Das fremde Ich (von Christian Schwarz / Maddrax Band 517)

Rulfan fühlt sich in der Dimension, in der er gelandet ist alles andere als wohl. Das ist nicht besonders überraschend, schließlich ist er in dieser Welt schon lange tot. Um sich mit der alternativen Version seiner selbst auseinanderzusetzen, sucht er dessen alten Wohnort in Canduly Castle auf. Mittlerweile Haus Greega auf der alten Burg. Greega kann mit Tieren kommunizieren und um sich vor Feinden zu schützen hetzt er seit einer schlechten Erfahrung mit örtlichen Reenschas Tiere auf alle Eindringlinge. Bald muss sich Rulfan also einer Übermacht aus Ratten erwehren. Derweil bereitet Colonel Kormak, der das Kommando über die Reenschas übernommen hat, einen Angriff auf den Hort des Wissens vor.

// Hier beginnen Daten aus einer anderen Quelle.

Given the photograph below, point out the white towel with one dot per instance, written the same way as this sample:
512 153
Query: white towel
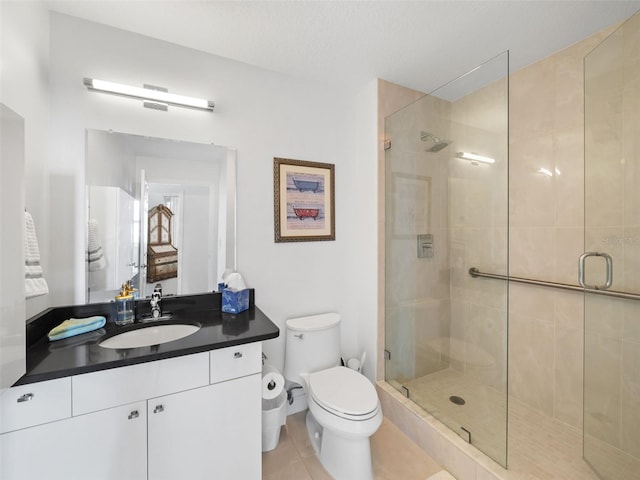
34 282
95 257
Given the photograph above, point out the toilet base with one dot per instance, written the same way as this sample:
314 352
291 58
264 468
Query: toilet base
343 458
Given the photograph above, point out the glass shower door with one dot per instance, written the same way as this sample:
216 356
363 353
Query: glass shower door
446 333
612 226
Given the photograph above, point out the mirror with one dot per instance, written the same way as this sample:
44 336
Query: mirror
157 211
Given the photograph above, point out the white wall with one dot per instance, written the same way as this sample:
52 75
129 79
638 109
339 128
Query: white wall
264 115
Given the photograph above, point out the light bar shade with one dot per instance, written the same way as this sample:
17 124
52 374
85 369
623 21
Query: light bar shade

„Das fremde Ich“ ist eine spannend und unterhaltsame Erzählung darüber, wie sehr unnötige Grausamkeit auf lange Sicht den eigenen Zielen schadet. Die Reenschas behandeln Greega auf der Durchreise schlecht. Dieser übt Rache, indem er sie von Canduly Castle mit seinen Ratten und Vögeln vertreibt und sich dort selbst niederlässt. Doch von Beginn an ist klar, dass es Rulfan gelingen wird, Greega in die Auseinandersetzung zwischen den Reenschas und dem Hort des Wissens einzubinden. Zunächst beschreibt Schwarz überzeugend, wie Rulfan das Vertrauen des menschenscheuen Greegas erwirbt. Das gelingt vor allem weil Rulfan über den brutalen Mord an seinem Reitpferd hinwegsieht und stattdessen den Menschen in Greega erkennt. Diese Art durch Vertrauensvorschuss Vertrauen zu erwerben, ist recht überzeugend. Die dahin führenden hektischen Szenen, in denen sich Rulfan einer Übermacht an Ratten erwehren muss, sind zudem sehr spannend inszeniert. Der einzige Makel der Erzählung ist wie rasch Greega bereit ist, einen seiner engsten tierischen Vertrauten im Kampf gegen die Reenschas zu opfern. Abgesehen davon ist Rulfans Reise nach Canduly Castle atmosphärisch stimmig, mit den Ratten angenehm schaurig und in der zwischenmenschlichen Beziehung, die er zu Greega aufbaut, ausgesprochen überzeugend.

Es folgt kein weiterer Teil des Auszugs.